The Hummers Day parade in Middletown is centered on political satire on the previous year's big news topics, regardless of the sensitivity of the subject, WTXF-TV reported. The decades-old tradition is open to anyone who shows up.

"There are no meetings, no organization, no group, this is just people enjoying themselves," longtime participant Chuck Sullivan told the news station. "Nothing is off limits."

Photos of the controversial float have been shared thousands of times on social media.

What else was on the float?

The float in question was a trailer with a sign that read, "border detention center."

On the back of the trailer were two cages with a woman standing guard.

A larger one had a grown man inside wearing only underwear. A child wearing a cowboy hat was inside the smaller one. There was also a toy doll inside a white wooden box.

A woman standing on the float was wearing a green jacket with the words, "I really don't care. Do U?" spelled out on the back.

It symbolized the jacket first lady Melania Trump wore when she boarded a plane to visit children at a facility in McAllen, Texas, last summer.

The jacket sent the mainstream media into a frenzy.

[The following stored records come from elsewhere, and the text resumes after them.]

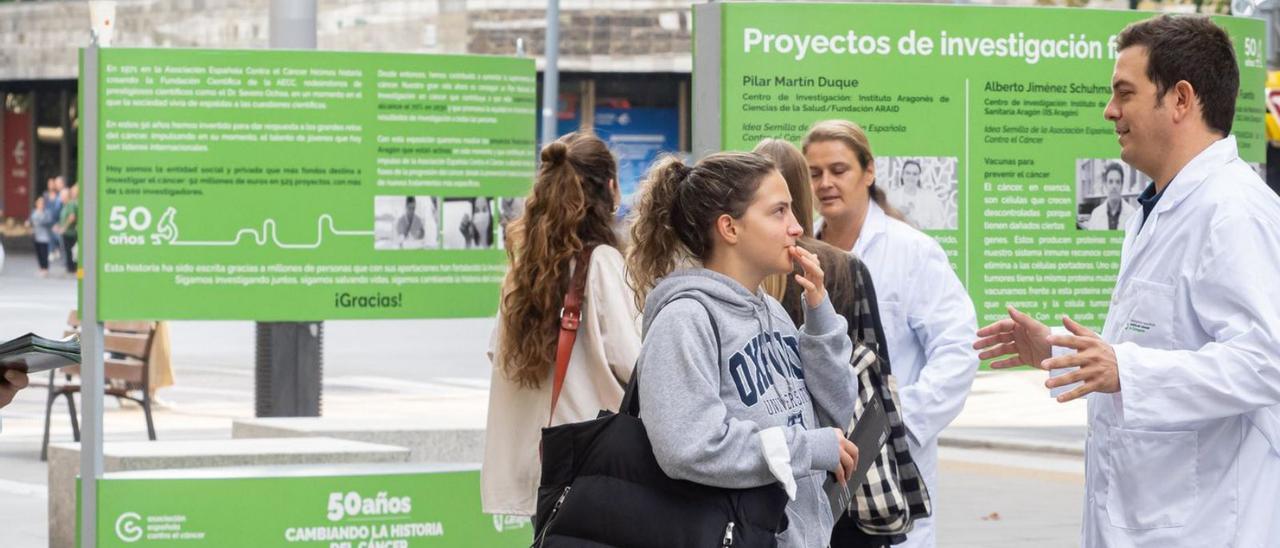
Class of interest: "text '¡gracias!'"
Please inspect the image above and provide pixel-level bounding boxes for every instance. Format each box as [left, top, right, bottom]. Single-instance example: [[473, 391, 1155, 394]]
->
[[742, 27, 1116, 64]]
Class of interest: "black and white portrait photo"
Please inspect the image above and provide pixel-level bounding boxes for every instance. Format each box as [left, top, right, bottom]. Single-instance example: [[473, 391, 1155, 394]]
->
[[374, 196, 440, 250], [443, 196, 495, 250], [876, 156, 960, 230]]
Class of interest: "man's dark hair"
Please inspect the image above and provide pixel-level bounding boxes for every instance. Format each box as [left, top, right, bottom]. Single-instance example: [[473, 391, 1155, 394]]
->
[[1116, 14, 1240, 134]]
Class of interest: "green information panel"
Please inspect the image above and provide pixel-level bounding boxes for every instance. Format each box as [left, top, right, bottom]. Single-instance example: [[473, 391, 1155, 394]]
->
[[85, 49, 535, 320], [77, 469, 534, 548], [694, 3, 1266, 326]]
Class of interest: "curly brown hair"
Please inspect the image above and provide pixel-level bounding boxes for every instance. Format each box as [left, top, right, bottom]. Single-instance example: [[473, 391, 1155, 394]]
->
[[498, 132, 618, 388], [627, 152, 776, 310]]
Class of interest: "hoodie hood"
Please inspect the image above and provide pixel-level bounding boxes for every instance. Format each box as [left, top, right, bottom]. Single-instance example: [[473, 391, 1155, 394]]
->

Metal bars separated the back portion of the trailer from the front where one woman stood reaching over as if trying to get to her child. A second woman stood behind her holding a child in her arms.

What did opposers say?

Some, including State Sen. Bryan Townsend (D), who saw pictures on social media, believe the float crossed the line because it involved children.

"I would hate for a good-natured parade to go by the wayside, but I also think it's one thing to focus on making fun of adults, it's another thing to make fun of situations involving children, some of whom are dying," Townsend told WTXF. "I think we need to find that balance."

One resident, who has attended the parade in the past, said he's happy he missed it this year.

"I've been there in the past and no problems but to hear that I'm kind of happy I wasn't there, because I would've been pretty upset with that one," Thomas Izzo said. "There's a lot of diversity in Middletown, so for people to think that way it's, I don't know, the whole thing disgusts me."

What did supporters say?

New Castle County Councilman David Carter said political satire would be bad for democracy.

"That would make it easier just to sweep the issues that get highlighted each year under the carpet. That would be bad for democracy, which is not always pretty and not always polite," Carter told the station in an email. "Policy research has shown that exposure to political satire elicits negative emotions, which in turn mobilizes political participation."

Sullivan said past parades have referenced the death of Whitney, the scandal involving Penn State's Jerry Sandusky and Tiger Woods' arrest.

He offered some advice for those who were offended.

"If you've got thin skin don't come to the Hummers," Sullivan said.